Integrative and comparative biology,
11/2017, Letnik:
57, Številka:
5
Journal Article
Recenzirano
Odprti dostop
Seasonality is a critically important aspect of environmental variability, and strongly shapes all aspects of life for organisms living in highly seasonal environments. Seasonality has played a key ...role in generating biodiversity, and has driven the evolution of extreme physiological adaptations and behaviors such as migration and hibernation. Fluctuating selection pressures on survival and fecundity between summer and winter provide a complex selective landscape, which can be met by a combination of three outcomes of adaptive evolution: genetic polymorphism, phenotypic plasticity, and bet-hedging. Here, we have identified four important research questions with the goal of advancing our understanding of evolutionary impacts of seasonality. First, we ask how characteristics of environments and species will determine which adaptive response occurs. Relevant characteristics include costs and limits of plasticity, predictability, and reliability of cues, and grain of environmental variation relative to generation time. A second important question is how phenological shifts will amplify or ameliorate selection on physiological hardiness. Shifts in phenology can preserve the thermal niche despite shifts in climate, but may fail to completely conserve the niche or may even expose life stages to conditions that cause mortality.

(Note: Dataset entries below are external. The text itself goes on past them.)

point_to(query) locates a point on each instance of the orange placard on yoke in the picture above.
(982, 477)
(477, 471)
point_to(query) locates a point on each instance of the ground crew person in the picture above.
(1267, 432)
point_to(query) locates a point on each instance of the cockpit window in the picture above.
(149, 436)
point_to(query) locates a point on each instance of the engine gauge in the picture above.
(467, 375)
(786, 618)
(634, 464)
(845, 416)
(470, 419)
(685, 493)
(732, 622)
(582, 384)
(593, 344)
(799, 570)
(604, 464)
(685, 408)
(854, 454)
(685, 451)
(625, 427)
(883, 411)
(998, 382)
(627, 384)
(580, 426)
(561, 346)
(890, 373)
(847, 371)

Considering distinct environmental sensitivities of life history stages will be key to refining models that forecast susceptibility to climate change. Third, we must identify critical physiological phenotypes that underlie seasonal adaptation and work toward understanding the genetic architectures of these responses. These architectures are key for predicting evolutionary responses. Pleiotropic genes that regulate multiple responses to changing seasons may facilitate coordination among functionally related traits, or conversely may constrain the expression of optimal phenotypes. Finally, we must advance our understanding of how changes in seasonal fluctuations are impacting ecological interaction networks. We should move beyond simple dyadic interactions, such as predator prey dynamics, and understand how these interactions scale up to affect ecological interaction networks. As global climate change alters many aspects of seasonal variability, including extreme events and changes in mean conditions, organisms must respond appropriately or go extinct. The outcome of adaptation to seasonality will determine responses to climate change.